Sausage Party


Usually I’m above competing with my siblings for Dad’s affection. Mainly because he loves us all in different ways, and also because I tricked him into admitting I’m his favorite when he was drunk.

Today is different.

Not only am I going all-out because it’s his birthday, but my article about being a nude model for a night is about to drop. I sincerely fear dying by his hand.

Time for nuclear measures: A bouquet made entirely of sausages!

Despite sounding like a colloquialism for a gaggle of rent boys, a sausage bouquet is an awesome gift. When it comes to Pleasing Your Man*, salty deli meats outdo all of Cosmo’s prostit-tricks. Even the ones that involve salty deli meats.

*WARNING: Give to boyfriends at your own risk. One glimpse of this protein-packed dynamo will have even the most untamable of stallions trying to wife your ass.

The best sausages in Vancouver are found on Granville Island at Dussa’s Ham & Cheese. Unfortunately, Granville Island can seem like a haunted orphanage combined with an Indiana Jones sequence… especially when you’ve been out all night drinking the night before.
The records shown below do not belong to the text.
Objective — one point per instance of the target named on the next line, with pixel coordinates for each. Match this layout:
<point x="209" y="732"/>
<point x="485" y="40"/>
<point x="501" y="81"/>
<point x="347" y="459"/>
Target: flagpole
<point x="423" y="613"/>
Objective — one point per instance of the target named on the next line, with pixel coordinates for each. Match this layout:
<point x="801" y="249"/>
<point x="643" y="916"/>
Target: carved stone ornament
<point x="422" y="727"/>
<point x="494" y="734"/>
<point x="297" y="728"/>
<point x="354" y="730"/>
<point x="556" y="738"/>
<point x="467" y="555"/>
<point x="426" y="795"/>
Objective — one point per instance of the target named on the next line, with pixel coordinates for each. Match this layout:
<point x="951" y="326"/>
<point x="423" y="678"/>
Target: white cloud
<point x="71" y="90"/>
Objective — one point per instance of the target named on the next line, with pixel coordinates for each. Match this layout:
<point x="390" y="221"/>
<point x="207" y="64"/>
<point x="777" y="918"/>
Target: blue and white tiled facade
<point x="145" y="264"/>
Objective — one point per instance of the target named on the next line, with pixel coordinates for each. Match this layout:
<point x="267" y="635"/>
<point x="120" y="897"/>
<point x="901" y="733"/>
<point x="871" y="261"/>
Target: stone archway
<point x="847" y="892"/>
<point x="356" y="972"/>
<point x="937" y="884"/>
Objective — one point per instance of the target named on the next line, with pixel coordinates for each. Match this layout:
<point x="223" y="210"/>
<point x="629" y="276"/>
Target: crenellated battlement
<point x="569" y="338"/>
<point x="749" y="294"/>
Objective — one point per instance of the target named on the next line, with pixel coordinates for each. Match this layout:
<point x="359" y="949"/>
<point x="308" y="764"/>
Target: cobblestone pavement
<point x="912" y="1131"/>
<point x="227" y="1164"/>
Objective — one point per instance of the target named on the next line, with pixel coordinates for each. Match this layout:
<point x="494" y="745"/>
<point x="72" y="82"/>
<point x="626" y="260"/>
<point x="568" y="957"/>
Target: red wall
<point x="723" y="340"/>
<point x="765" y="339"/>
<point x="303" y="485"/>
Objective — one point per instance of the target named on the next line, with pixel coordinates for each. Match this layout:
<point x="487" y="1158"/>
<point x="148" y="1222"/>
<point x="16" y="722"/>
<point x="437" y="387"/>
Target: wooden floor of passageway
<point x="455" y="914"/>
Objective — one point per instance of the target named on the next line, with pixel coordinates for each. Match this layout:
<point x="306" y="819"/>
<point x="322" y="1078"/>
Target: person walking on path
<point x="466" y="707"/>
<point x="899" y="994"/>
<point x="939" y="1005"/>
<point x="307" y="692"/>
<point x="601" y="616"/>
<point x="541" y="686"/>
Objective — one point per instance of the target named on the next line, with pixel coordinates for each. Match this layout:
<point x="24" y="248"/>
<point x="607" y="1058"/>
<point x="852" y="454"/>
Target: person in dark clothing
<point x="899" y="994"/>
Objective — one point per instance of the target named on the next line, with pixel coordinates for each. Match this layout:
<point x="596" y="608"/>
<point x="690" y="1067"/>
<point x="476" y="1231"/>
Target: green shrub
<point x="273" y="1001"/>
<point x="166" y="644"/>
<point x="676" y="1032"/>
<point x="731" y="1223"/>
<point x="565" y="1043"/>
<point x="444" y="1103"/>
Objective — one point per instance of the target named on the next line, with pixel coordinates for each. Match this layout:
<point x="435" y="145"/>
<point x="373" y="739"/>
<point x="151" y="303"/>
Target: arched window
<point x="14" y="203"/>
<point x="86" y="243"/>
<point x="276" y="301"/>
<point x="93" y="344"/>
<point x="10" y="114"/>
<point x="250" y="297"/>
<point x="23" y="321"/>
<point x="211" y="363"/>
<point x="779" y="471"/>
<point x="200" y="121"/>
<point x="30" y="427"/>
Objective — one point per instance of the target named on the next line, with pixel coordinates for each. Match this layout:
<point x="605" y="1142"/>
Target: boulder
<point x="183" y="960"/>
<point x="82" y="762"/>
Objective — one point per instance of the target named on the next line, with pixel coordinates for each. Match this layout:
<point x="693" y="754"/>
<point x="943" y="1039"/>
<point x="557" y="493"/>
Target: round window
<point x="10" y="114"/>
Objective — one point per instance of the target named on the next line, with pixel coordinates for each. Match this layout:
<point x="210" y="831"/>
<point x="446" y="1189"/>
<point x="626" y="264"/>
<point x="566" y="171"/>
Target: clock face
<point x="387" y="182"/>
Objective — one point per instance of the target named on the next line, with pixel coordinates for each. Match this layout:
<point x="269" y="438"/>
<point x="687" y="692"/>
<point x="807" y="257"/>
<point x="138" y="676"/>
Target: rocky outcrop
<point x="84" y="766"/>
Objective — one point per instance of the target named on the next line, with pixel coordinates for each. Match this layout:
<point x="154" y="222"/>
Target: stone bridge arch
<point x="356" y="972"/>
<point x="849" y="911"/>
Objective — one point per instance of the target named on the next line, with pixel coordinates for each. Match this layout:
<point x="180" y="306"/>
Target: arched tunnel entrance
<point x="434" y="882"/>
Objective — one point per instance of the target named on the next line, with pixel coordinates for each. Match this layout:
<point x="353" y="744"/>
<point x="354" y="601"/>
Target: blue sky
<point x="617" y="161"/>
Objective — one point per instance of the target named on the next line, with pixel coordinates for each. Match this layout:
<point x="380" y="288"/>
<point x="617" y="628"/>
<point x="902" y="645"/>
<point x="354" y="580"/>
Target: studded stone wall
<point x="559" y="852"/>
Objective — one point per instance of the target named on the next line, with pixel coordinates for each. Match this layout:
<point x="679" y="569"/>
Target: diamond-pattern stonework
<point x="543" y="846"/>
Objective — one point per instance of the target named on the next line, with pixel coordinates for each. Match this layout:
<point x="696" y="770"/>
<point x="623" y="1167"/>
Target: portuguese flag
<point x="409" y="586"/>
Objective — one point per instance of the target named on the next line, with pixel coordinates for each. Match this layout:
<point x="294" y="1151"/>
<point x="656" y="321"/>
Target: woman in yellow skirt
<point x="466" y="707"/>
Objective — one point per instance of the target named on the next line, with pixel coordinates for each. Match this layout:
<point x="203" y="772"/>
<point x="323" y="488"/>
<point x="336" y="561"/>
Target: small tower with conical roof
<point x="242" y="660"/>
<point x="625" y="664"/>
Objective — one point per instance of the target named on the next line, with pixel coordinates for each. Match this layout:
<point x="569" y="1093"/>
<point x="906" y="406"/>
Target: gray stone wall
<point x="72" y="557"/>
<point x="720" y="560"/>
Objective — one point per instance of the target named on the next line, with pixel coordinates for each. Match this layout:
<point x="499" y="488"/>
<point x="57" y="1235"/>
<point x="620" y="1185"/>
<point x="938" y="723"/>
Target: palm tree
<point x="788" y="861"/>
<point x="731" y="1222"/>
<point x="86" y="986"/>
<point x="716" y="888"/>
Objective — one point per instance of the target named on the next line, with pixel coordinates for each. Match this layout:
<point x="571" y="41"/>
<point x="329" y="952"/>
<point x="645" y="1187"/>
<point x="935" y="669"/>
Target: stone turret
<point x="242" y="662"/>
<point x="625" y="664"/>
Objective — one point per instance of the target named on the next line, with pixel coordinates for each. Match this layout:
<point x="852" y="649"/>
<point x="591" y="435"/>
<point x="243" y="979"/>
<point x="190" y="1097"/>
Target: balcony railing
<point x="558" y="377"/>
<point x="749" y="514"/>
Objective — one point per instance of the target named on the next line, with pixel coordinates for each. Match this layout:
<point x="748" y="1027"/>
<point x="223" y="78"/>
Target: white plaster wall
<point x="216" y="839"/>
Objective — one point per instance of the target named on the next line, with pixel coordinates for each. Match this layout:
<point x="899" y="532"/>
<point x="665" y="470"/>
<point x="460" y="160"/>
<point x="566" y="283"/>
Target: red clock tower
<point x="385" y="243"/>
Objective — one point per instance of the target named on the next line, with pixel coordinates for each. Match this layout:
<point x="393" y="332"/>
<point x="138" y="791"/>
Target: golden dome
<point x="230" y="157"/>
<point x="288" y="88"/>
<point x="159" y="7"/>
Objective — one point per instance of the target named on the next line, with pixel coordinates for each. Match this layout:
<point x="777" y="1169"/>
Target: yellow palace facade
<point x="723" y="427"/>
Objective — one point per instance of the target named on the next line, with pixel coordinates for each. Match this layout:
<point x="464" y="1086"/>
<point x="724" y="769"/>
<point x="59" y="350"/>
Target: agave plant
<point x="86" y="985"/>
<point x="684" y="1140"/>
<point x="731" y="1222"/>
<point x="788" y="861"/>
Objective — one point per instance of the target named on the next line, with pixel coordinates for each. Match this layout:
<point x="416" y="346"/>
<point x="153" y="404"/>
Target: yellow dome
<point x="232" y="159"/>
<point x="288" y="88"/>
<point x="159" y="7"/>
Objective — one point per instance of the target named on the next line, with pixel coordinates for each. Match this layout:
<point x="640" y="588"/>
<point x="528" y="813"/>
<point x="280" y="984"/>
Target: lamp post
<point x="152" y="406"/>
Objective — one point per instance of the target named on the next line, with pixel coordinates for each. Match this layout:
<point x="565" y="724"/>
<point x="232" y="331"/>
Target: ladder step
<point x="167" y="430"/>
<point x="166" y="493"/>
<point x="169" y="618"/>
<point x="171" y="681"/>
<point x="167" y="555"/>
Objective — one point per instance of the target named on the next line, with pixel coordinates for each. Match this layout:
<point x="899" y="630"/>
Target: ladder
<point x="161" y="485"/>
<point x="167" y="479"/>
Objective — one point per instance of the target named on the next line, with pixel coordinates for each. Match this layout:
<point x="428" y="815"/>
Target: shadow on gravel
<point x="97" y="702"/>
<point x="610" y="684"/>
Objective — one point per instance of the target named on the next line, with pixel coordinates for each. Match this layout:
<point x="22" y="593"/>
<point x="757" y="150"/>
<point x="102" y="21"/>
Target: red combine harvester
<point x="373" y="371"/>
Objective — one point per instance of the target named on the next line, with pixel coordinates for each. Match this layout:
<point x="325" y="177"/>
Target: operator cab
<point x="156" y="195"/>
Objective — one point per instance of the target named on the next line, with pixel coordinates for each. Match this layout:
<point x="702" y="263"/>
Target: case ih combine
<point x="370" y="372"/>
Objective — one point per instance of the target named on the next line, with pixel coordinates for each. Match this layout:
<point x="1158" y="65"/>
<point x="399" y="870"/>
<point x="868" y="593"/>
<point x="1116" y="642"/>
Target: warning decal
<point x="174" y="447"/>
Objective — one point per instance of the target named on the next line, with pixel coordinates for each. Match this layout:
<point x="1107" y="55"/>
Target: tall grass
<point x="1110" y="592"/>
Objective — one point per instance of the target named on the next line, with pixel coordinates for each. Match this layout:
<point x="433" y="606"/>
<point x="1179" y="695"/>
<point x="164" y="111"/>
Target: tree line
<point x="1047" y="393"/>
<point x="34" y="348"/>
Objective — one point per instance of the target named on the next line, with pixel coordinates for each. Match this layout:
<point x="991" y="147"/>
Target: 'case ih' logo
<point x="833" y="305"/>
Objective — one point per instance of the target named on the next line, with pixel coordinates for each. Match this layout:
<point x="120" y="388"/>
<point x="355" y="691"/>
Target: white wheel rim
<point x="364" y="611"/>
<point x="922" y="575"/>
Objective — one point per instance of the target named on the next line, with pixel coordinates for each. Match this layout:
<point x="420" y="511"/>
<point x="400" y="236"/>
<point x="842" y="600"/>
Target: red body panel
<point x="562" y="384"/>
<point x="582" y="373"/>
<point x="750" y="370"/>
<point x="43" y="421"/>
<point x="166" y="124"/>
Dragging my wretched carcass through the crowds, I consider scrapping the whole idea, then cowardly and expensively cabbing home. Wild Turkey-infused sweat is seeping from my matted hair that still smells like FreshSlice and strangers. I am fairly sure there is at least one amateur cellphone video being filmed of me. I look THAT haggard. Seconds before I just lay down on the floor of the market and let the crowd trample me, I remember why I’m doing this for: my dad.

Though sometimes I curse him for being hard to please, and for giving me my huge mannish shoulders, he is a wicked guy.

I push my hangover up to the sausage counter like a shopping cart full of pop cans. I can’t quit now. Spicy chorizo, Ukrainian Farmer’s sausage and the showpiece: Landjaegers. So many sausages. Wanting to share my scheme, (and assure the guy who works there that I don’t have a tapeworm) I pull out my crude napkin sketch of the sausage bouquet.

“Wow. You’re the best daughter ever!” says the sausage man.

I beam and hold back tears. Tears that reek of whiskey.

Back at my apartment, I spread my treasures on the counter and get to work. The next hour or so is spent arranging meats in flower-inspired ways on kebab skewers, and then sticking each one in a vase lined with boccacinis.

(Fun foodie fact: “Boccacini” means “little mouthfuls” in Italian!)

Next: mad dash to the bus stop with my masterpiece. It is breathtaking. A shifty-looking dog follows me for two blocks. Fortunately I get a seat, but the movements of the bus still make the wieners bob up and down like they’re at a German ElektroPop club.

People on board have lots of questions. The most common of them being “Can you eat that?”, “How much did it cost?” and “Are you single?” One older lady looks offended at first, but then I see her hiding a smile. You can’t help it, I think, They’re dancing with you.

I sit back on the bumpy bus with my swaying vase of franks and enjoy the ride. Just as I plan to enjoy coasting on the glory of the Sausage Bouquet for years to come.

Try making your own sausage art today! (And send me pictures.)

Pairing suggestion: CHIMAY Blue Label or Yukon Brewing’s Ice Fog IPA

Price: Around 45.00, plus skewers and vase.